# Individual Feature Determination

## Preparation

### Import

In [1]:
import pandas as pd
import numpy as np
from google.colab import drive
drive.mount('/content/drive')

Drive already mounted at /content/drive; to attempt to forcibly remount, call drive.mount("/content/drive", force_remount=True).


## Function Definition

### Add Ratio given a column

In [3]:
def add_ratio_to_column(df, id_col, group_col, column, start_row):
  
    # Calculate the sum of spoken_time for each group
    group_sum = df.groupby(group_col)[column].transform('sum')

    # Calculate the spoken_time ratio
    ratio_column = column + "_ratio"
    column_index = df.columns.get_loc(column)

    # Insert the ratio_column next to the column received as a parameter
    df.insert(column_index + 1, ratio_column, np.nan)

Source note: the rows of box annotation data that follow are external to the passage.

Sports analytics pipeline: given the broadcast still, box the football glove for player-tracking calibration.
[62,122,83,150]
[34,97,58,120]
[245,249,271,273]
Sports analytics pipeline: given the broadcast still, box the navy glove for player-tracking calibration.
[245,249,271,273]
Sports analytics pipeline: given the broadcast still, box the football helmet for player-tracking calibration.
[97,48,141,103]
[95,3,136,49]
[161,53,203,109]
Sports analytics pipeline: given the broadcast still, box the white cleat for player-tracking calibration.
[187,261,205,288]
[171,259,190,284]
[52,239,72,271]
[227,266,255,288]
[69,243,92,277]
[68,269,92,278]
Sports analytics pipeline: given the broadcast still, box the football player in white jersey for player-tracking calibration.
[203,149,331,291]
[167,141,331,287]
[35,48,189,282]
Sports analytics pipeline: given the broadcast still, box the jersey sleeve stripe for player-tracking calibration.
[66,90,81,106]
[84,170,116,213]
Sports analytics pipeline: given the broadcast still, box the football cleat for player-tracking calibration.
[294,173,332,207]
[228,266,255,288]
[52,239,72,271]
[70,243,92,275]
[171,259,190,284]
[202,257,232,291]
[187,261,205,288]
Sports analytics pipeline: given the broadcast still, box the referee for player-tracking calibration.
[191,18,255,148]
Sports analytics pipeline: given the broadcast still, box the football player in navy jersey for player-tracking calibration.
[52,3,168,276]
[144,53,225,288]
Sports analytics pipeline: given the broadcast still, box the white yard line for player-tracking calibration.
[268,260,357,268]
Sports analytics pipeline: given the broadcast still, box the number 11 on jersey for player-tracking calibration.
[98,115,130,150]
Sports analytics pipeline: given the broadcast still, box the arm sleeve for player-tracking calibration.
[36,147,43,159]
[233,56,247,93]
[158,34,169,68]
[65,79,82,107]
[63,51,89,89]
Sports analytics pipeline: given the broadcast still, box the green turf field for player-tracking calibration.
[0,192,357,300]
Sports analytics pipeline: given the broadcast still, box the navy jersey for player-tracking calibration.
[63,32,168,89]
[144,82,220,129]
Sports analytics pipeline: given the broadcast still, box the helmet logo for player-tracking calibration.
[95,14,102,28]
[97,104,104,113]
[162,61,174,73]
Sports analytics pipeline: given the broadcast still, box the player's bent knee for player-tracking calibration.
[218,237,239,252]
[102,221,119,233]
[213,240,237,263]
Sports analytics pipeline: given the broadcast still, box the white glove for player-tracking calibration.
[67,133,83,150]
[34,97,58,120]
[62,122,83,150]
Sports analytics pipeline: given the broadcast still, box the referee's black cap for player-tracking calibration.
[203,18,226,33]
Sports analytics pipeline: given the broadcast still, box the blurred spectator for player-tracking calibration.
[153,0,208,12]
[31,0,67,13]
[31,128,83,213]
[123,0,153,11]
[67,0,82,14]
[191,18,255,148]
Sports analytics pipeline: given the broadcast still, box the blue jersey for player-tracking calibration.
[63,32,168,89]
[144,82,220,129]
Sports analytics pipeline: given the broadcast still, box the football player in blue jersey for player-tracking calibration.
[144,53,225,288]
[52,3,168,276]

    # Assign predefined values for the first three rows before start_row
    df.loc[start_row - 3:start_row - 1, ratio_column] = [df[column].iloc[start_row - 3],
                                                         "ratio of " + str(df[column].iloc[start_row - 2]),
                                                         "add_ratio_to_column()"]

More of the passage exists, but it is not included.